199. Invoquant l’article 1 du Protocole n° 1 à la convention, la requérante se plaint de ne pouvoir donner ses embryons et d’être obligée de les maintenir en état de cryoconservation jusqu’à leur mort. (…)

200. Le Gouvernement avance d’abord que l’embryon humain ne saurait être considéré comme une « chose » et qu’il est en tout état de cause inacceptable de lui attribuer une valeur économique. Il souligne ensuite que, dans l’ordre juridique italien, l’embryon humain est considéré comme un sujet de droit devant bénéficier du respect dû à la dignité humaine.

203. La requérante soutient que les embryons conçus par fécondation in vitro ne sauraient être considérés comme des « individus » puisque, en l’absence d’implantation, ils ne sont pas destinés à se développer pour devenir des fœtus et naître. Elle en déduit que, du point de vue juridique, ils sont des « biens ».

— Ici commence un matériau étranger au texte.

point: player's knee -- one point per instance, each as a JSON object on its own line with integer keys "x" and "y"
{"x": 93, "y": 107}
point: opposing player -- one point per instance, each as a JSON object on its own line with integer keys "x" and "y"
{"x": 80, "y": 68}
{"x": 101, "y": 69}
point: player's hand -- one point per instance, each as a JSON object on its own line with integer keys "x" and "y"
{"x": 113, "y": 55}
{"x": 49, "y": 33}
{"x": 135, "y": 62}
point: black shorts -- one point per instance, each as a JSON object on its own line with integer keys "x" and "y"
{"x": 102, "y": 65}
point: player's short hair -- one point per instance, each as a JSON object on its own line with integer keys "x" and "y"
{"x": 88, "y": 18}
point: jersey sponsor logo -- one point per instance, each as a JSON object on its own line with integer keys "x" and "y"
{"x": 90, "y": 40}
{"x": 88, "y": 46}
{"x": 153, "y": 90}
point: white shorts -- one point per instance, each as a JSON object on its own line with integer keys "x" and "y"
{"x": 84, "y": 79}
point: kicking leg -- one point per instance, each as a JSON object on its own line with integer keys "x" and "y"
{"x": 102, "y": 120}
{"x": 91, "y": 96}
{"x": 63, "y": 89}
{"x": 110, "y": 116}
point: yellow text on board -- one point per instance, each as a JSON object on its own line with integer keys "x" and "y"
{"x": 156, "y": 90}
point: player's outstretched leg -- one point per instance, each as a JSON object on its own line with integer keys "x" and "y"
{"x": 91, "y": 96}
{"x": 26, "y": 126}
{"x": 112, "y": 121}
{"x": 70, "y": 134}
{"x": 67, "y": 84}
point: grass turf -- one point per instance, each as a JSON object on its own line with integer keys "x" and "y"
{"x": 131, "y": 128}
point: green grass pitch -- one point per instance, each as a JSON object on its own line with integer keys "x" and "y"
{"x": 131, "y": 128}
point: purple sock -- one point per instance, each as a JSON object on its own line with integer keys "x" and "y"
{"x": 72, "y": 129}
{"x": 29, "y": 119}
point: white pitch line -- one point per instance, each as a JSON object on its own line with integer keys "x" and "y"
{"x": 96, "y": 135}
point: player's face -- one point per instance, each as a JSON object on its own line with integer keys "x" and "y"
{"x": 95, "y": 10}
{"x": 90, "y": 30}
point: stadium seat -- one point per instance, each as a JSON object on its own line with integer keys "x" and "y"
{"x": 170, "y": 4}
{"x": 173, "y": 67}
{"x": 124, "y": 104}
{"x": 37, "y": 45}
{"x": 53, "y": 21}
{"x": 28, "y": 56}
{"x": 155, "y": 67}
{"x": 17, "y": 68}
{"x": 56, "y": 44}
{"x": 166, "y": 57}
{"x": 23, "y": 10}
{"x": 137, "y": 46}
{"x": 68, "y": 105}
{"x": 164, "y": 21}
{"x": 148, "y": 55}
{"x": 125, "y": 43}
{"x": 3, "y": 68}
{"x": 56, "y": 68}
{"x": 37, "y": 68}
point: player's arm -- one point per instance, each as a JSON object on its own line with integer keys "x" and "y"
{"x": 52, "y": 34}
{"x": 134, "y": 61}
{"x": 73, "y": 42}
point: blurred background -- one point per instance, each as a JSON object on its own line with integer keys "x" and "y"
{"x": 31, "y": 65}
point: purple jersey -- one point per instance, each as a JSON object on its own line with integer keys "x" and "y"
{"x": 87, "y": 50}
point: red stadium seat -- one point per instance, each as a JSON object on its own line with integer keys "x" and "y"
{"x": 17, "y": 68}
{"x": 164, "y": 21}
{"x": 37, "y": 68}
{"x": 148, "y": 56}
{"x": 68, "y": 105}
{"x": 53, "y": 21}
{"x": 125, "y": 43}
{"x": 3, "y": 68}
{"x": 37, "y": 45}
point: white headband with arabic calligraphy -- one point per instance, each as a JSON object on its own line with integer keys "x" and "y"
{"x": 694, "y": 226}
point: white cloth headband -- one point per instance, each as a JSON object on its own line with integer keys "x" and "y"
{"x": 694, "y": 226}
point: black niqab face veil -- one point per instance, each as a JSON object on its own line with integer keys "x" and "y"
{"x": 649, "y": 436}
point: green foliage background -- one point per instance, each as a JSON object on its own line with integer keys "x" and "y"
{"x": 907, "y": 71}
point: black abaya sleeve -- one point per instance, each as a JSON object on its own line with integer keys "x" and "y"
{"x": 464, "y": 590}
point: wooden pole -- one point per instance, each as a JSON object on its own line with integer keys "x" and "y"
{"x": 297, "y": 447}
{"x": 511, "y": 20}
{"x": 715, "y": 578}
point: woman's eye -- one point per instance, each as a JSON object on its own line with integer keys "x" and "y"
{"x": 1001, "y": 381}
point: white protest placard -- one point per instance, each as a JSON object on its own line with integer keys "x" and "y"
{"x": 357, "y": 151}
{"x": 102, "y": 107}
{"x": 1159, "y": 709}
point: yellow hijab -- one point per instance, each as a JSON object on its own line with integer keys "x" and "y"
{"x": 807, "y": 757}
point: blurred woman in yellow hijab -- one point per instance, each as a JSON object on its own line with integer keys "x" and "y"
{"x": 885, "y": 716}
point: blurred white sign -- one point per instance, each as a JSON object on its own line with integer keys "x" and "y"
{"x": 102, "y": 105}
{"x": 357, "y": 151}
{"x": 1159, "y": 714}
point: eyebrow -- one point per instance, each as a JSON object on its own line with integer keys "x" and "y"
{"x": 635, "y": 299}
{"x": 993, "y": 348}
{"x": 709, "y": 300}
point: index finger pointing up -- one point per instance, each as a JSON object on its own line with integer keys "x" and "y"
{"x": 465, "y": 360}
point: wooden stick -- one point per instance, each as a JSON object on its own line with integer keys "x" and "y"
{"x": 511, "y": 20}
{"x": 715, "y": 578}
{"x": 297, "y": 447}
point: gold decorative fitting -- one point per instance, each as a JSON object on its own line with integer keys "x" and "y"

204. Dans ces conditions, elle estime disposer d’un droit de propriété sur ses embryons. Or elle considère que l’Etat y a apporté des limitations qu’aucun motif d’un intérêt général ne justifie, la protection de la potentialité de vie dont les embryons seraient porteurs ne pouvant être raisonnablement invoquée à cet égard dès lors qu’ils ont vocation à être éliminés.

211. La Cour rappelle que la notion de « bien » au sens de l’article 1 du Protocole n° 1 a une portée autonome qui ne se limite pas à la propriété de biens corporels et qui est indépendante des qualifications formelles du droit interne : certains autres droits et intérêts constituant des actifs peuvent aussi passer pour des « droits patrimoniaux » et donc des « biens » aux fins de cette disposition. Dans chaque affaire, il importe d’examiner si les circonstances, considérées dans leur ensemble, ont rendu le requérant titulaire d’un intérêt substantiel protégé par l’article 1 du Protocole n° 1 (…).

214. La Cour relève que la présente affaire soulève la question préalable de l’applicabilité de l’article 1 du Protocole n° 1 à la Convention aux faits en cause. Elle prend acte de ce que les parties ont des positions diamétralement opposées sur cette question, tout particulièrement en ce qui concerne le statut de l’embryon humain in vitro.

215. Elle estime toutefois qu’il n’est pas nécessaire de se pencher ici sur la question, délicate et controversée, du début de la vie humaine, l’article 2 de la Convention n’étant pas en cause en l’espèce. ? Quant à l’article 1 du Protocole n° 1, la Cour est d’avis qu’il ne s’applique pas dans le cas présent. En effet, eu égard à la portée économique et patrimoniale qui s’attache à cet article, les embryons humains ne sauraient être réduits à des « biens » au sens de cette disposition.

216. L’article 1 du Protocole n° 1 à la Convention n’étant pas applicable en l’espèce, cette partie de la requête doit être rejetée comme étant incompatible ratione materiae avec les dispositions de la Convention, au sens de l’article 35§§ 3 et 4 de celle-ci.

Par ces motifs, (…) la Cour déclare à l’unanimité la requête irrecevable quant au grief tiré de l’article 1 du Protocole n° 1 à la Convention et dit, par 16 voix contre 1, qu’il n’y a pas eu violation de l’article 8 de la Convention.

  • L’arrêt intégral peut être obtenu sur le site de la Cour Européenne des Droits de l’Homme, Grande chambre, 27 août 2015 (requête n° 46470/11), ainsi que la très intéressante Opinion concordante du Juge Pinto de Albuquerque qui plante le décor de la recherche sur l’embryon humain en droit international, et notamment les normes de l’Union européenne et du Conseil de l’Europe.